Dec 032012
 

The Mozilla Developer Network (MDN) is (and yeah, I may be a little biased here) one of the greatest online resources for Web developers you’ll find online. We’re constantly writing away, trying to make it better, and if you haven’t seen me (or one of our other team members) out there trolling for more people to write documentation, you’ve probably not been paying attention. Which is fine — because maybe you’re not much of a writer, or you prefer to hammer away at code.

As it turns out, there’s more to MDN than writing prose explaining how things work. Here are a couple of things you can do to help out if you’d like to make MDN better but find writing in languages other than C or JavaScript tedious and frustrating!

Make the documentation platform better

MDN uses our very own, open-source, Kuma wiki platform to power its documentation. We’re hard at work to make the software better, with our fabulous and hard-working development team pounding out code at ludicrous speed.

That said, however, there are plenty of things on our development team’s to-do list, and some help is always welcome. In addition, maybe you have an idea of your own!

The Kuma code is available on Github. Feel free to pull it and see what you can do. There are instructions available for how to set up your build environment, as well as for how to contribute to the code.

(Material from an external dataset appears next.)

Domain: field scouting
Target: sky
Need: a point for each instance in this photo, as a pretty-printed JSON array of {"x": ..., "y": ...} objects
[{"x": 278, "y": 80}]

If you’d like to talk with the development team, get help, and even talk with the writers that are most engaged with the development process, feel free to pop into the #mdndev channel on IRC. You can also keep an eye on what the rest of the development team is up to by checking out their status updates on our Standu.ps site.

Sample code

A key feature of any developer documentation is good sample code. While we have some sample code, we can always use more. Until recently, adding samples was not always easy, especially if you wanted people to actually be able to see what the code does. However, with the recent addition of our live inline sample support, that’s all changed for the better.

Feel free to peruse our documentation and find places where samples would be useful and devise some! Obvious candidates for live samples are the HTML and CSS documentation, as well as documentation about DOM interfaces and functions. You can probably also come up with some helpful examples for the JavaScript docs, too.

Examples don’t have to be fancy or flashy. Indeed, the simpler they are, the better, in most cases. The less extra “stuff” there is for the reader to have to deal with, the more quickly they can get to the heart of the matter and really understand what they’re looking at.

Help me, Coder-wan Kenobi… you’re my only hope

There’s a ton to do! Between documentation (that’s where the writing community comes in), the Kuma project (where our Kuma dev team, hopefully including you soon, comes in), and samples (where, well, everyone comes in!), there’s plenty to be done. There’s something out there for everyone. Can you find your perfect place to contribute to help make the best online resource for Web developers even better?